Auto-generated PEP 723 blocks + WASM micropip bootstrap

marimo-book walks each notebook's AST, derives a dependency list (via marimo's own ~777-entry import → distribution mapping table), and stages a build-time copy with two things injected:

  1. A PEP 723 # /// script block at the top of the file. This is the standard inline-script-metadata format read by uv run, marimo --sandbox, molab, and any other PEP-723-aware tool.
  2. For WASM-mode pages only, a micropip bootstrap prepended to the first @app.cell function:
    try:
        import micropip
        await micropip.install(["nltools", "numpy", ...])
    except ImportError:
        pass
    
    This is necessary because the marimo islands JS bundle that renders WASM pages has no codepath for reading PEP 723 itself — it auto-loads only Pyodide-bundled scientific packages (numpy/pandas/scipy/sklearn/matplotlib/nilearn/nibabel/…) via loadPackagesFromImports. Pure-Python PyPI-only deps (nltools is the canonical case) silently fail to import without an explicit micropip.install. Pyodide's micropip filters out anything already in sys.modules, so passing the full dependency list is safe — bundled packages no-op, non-bundled ones install.

The try/except ImportError makes the cell safe to execute under build-time CPython (where micropip doesn't exist) — only the in-browser run actually installs.

Your source .py files are never modified by the build.

For WASM pages, both injections are unconditional — those pages don't work without them. For static or sandbox pages, opt in to the PEP 723 block via book.yml:

dependencies:
  mode: env
  auto_pep723: true                # generate blocks for static + sandbox pages too
  pin: env                         # optional: pin to currently-installed versions
  extras: ["nltools>=0.5"]         # always-include entries (NOT mapped through table)
  overrides:                       # manual import-name → distribution-name remappings
    my_internal_module: my-internal-pkg
  requires_python: ">=3.11"        # default: derive from running interpreter

Resolution rules

  • Stdlib filter uses sys.stdlib_module_names | sys.builtin_module_names, so os, pathlib, json, etc. are never listed.
  • marimo itself is filtered out (the islands runtime provides it).
  • Relative imports (from . import x) are skipped — they resolve locally, not on PyPI.
  • Distribution mapping uses marimo's own ~777-entry table — the same mapping the Pyodide kernel applies for fallback resolution.

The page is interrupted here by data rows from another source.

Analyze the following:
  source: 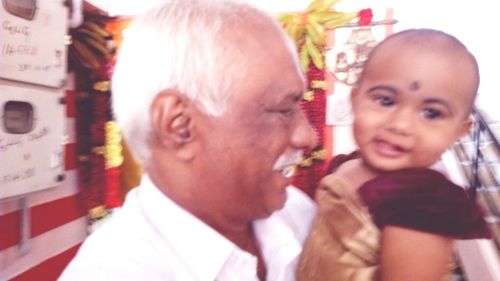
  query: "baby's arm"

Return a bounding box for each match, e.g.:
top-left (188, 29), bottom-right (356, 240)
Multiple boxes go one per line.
top-left (380, 226), bottom-right (453, 281)
top-left (358, 168), bottom-right (491, 281)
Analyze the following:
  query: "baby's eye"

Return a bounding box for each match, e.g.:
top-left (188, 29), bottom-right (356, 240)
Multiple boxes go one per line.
top-left (422, 108), bottom-right (443, 119)
top-left (375, 96), bottom-right (394, 107)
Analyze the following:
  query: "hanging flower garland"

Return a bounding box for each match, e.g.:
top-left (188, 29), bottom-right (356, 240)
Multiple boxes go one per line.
top-left (279, 0), bottom-right (357, 71)
top-left (279, 0), bottom-right (367, 197)
top-left (105, 19), bottom-right (144, 199)
top-left (69, 18), bottom-right (123, 226)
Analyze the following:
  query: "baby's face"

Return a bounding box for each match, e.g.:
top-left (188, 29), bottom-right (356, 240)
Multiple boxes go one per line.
top-left (350, 43), bottom-right (476, 172)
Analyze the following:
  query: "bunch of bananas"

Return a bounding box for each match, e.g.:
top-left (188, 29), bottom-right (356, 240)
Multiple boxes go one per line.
top-left (279, 0), bottom-right (356, 71)
top-left (69, 20), bottom-right (115, 70)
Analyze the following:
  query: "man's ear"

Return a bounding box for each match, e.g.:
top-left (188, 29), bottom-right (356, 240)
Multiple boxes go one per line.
top-left (150, 90), bottom-right (196, 159)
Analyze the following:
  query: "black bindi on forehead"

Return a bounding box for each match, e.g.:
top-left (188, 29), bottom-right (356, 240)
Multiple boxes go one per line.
top-left (409, 81), bottom-right (421, 91)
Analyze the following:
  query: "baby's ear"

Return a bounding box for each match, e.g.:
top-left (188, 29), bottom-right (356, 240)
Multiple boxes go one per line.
top-left (458, 117), bottom-right (473, 138)
top-left (350, 86), bottom-right (358, 98)
top-left (350, 86), bottom-right (359, 107)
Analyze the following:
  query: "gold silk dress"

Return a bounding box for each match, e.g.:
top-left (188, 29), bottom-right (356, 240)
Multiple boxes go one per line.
top-left (297, 161), bottom-right (491, 281)
top-left (297, 173), bottom-right (381, 281)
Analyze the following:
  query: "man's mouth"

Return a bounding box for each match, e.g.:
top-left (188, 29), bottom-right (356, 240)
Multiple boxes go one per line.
top-left (280, 165), bottom-right (297, 178)
top-left (272, 150), bottom-right (303, 178)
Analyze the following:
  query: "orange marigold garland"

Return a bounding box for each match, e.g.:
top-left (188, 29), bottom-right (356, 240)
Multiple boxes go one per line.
top-left (104, 120), bottom-right (123, 208)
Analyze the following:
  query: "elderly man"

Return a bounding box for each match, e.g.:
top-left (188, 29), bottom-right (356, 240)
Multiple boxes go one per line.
top-left (59, 0), bottom-right (317, 280)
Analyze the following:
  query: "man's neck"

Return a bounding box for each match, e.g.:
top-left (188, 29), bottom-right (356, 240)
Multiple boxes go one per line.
top-left (205, 219), bottom-right (267, 281)
top-left (148, 169), bottom-right (267, 280)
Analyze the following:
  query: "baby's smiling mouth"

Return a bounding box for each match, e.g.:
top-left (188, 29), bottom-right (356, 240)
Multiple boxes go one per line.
top-left (373, 139), bottom-right (408, 157)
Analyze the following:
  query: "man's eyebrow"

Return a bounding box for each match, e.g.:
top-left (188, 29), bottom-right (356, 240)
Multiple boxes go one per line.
top-left (286, 91), bottom-right (303, 102)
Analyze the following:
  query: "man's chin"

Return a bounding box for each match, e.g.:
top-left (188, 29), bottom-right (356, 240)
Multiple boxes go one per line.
top-left (266, 189), bottom-right (289, 215)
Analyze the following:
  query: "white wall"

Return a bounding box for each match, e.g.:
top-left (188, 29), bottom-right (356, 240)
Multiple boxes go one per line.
top-left (251, 0), bottom-right (498, 121)
top-left (90, 0), bottom-right (498, 120)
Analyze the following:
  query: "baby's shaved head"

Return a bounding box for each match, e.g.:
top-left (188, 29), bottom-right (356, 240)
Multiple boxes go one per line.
top-left (359, 28), bottom-right (479, 114)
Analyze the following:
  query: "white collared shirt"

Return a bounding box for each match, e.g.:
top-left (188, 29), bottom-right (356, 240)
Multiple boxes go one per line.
top-left (59, 175), bottom-right (316, 281)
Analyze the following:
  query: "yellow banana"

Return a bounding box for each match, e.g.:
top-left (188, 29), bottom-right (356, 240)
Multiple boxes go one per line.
top-left (306, 0), bottom-right (341, 13)
top-left (279, 13), bottom-right (295, 25)
top-left (295, 24), bottom-right (306, 44)
top-left (286, 20), bottom-right (299, 42)
top-left (81, 21), bottom-right (110, 38)
top-left (324, 12), bottom-right (356, 29)
top-left (305, 0), bottom-right (326, 13)
top-left (71, 39), bottom-right (101, 69)
top-left (315, 11), bottom-right (350, 24)
top-left (314, 11), bottom-right (335, 23)
top-left (305, 24), bottom-right (320, 45)
top-left (318, 0), bottom-right (341, 11)
top-left (305, 36), bottom-right (323, 69)
top-left (306, 16), bottom-right (325, 45)
top-left (287, 18), bottom-right (306, 45)
top-left (74, 27), bottom-right (107, 45)
top-left (299, 44), bottom-right (310, 72)
top-left (70, 46), bottom-right (99, 69)
top-left (82, 36), bottom-right (110, 58)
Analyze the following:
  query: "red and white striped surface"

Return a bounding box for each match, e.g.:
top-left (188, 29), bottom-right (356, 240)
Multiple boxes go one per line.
top-left (0, 75), bottom-right (88, 281)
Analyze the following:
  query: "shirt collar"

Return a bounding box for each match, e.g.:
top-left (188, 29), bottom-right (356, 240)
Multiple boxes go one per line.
top-left (254, 189), bottom-right (303, 281)
top-left (138, 175), bottom-right (238, 281)
top-left (137, 176), bottom-right (303, 281)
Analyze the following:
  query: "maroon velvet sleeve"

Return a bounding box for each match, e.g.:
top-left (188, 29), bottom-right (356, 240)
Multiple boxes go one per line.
top-left (358, 168), bottom-right (491, 239)
top-left (326, 151), bottom-right (360, 174)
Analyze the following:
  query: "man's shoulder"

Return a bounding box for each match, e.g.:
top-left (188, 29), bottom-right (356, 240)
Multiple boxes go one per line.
top-left (59, 193), bottom-right (171, 280)
top-left (59, 215), bottom-right (174, 280)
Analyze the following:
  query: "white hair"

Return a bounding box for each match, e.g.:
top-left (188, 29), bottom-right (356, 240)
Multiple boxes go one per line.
top-left (112, 0), bottom-right (296, 165)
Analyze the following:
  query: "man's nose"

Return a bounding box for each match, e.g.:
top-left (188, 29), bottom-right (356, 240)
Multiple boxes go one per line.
top-left (291, 111), bottom-right (318, 151)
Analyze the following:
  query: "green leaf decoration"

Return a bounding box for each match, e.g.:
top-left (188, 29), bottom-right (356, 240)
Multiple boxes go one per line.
top-left (278, 0), bottom-right (357, 71)
top-left (305, 36), bottom-right (323, 69)
top-left (299, 44), bottom-right (310, 71)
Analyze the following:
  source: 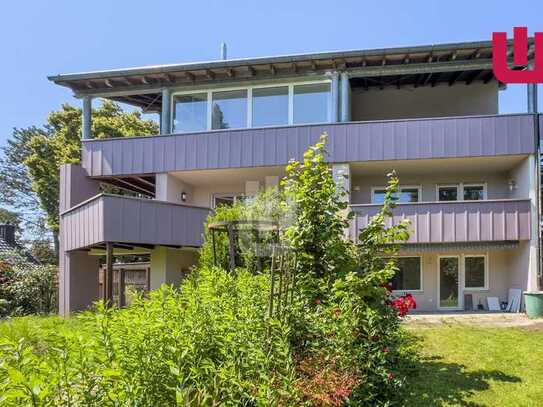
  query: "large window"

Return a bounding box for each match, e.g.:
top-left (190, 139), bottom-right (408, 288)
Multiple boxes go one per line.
top-left (293, 83), bottom-right (331, 124)
top-left (212, 193), bottom-right (247, 208)
top-left (212, 90), bottom-right (247, 130)
top-left (437, 183), bottom-right (486, 201)
top-left (172, 81), bottom-right (331, 132)
top-left (464, 255), bottom-right (487, 290)
top-left (372, 186), bottom-right (421, 204)
top-left (173, 93), bottom-right (207, 133)
top-left (391, 257), bottom-right (422, 291)
top-left (252, 86), bottom-right (289, 127)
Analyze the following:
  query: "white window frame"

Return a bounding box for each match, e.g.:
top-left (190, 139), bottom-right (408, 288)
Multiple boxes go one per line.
top-left (211, 193), bottom-right (246, 209)
top-left (390, 255), bottom-right (423, 294)
top-left (171, 79), bottom-right (332, 133)
top-left (371, 185), bottom-right (422, 204)
top-left (437, 255), bottom-right (463, 310)
top-left (463, 254), bottom-right (488, 291)
top-left (435, 183), bottom-right (487, 201)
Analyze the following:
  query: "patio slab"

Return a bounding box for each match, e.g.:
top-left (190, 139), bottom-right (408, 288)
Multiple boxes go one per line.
top-left (405, 312), bottom-right (543, 328)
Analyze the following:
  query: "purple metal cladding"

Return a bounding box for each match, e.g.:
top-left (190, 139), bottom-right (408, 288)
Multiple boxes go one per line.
top-left (81, 114), bottom-right (537, 177)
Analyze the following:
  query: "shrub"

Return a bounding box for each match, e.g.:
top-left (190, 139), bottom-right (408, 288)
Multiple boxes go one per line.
top-left (0, 250), bottom-right (57, 317)
top-left (0, 267), bottom-right (296, 406)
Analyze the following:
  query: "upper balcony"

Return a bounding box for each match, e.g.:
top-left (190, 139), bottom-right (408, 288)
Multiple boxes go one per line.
top-left (80, 113), bottom-right (537, 179)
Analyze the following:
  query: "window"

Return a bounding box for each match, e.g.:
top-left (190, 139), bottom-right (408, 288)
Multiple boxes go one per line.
top-left (437, 183), bottom-right (487, 201)
top-left (464, 256), bottom-right (487, 289)
top-left (212, 193), bottom-right (246, 208)
top-left (463, 184), bottom-right (485, 201)
top-left (391, 257), bottom-right (422, 291)
top-left (438, 185), bottom-right (458, 201)
top-left (293, 83), bottom-right (331, 124)
top-left (252, 86), bottom-right (289, 127)
top-left (372, 186), bottom-right (421, 204)
top-left (212, 90), bottom-right (248, 130)
top-left (173, 93), bottom-right (208, 133)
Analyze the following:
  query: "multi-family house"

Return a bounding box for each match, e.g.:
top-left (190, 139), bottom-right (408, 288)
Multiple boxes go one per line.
top-left (49, 40), bottom-right (541, 315)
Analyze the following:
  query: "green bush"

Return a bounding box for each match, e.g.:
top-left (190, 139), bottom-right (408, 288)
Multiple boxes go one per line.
top-left (0, 251), bottom-right (57, 317)
top-left (0, 267), bottom-right (296, 406)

PILPillow, cv2opencv-python, sklearnscikit-learn, bs4beautifulsoup4, etc. Names absent from the table fall back to name.replace("_", "-"). User-supplied overrides win over both.
  • Extras are written verbatim alongside detected imports. An extra whose distribution name matches a detected import wins (so its version specifier is preserved).

marimo-book sync-deps

The build never modifies your .py files. To commit the auto-generated blocks back into your source (so they're under version control and work for molab, sharing, or anyone running the notebooks outside marimo-book), run:

marimo-book sync-deps                # writes/updates blocks in place
marimo-book sync-deps --check        # dry-run; exits non-zero if any file would change

The writer is non-destructive: existing requires-python, [tool.uv] tables, and hand-curated dependency entries are preserved. New detected dependencies are merged in by canonical distribution name. Running sync-deps twice in a row is a no-op.

sync-deps --check is suitable for a CI hook to keep notebook headers fresh against the rest of your project's deps.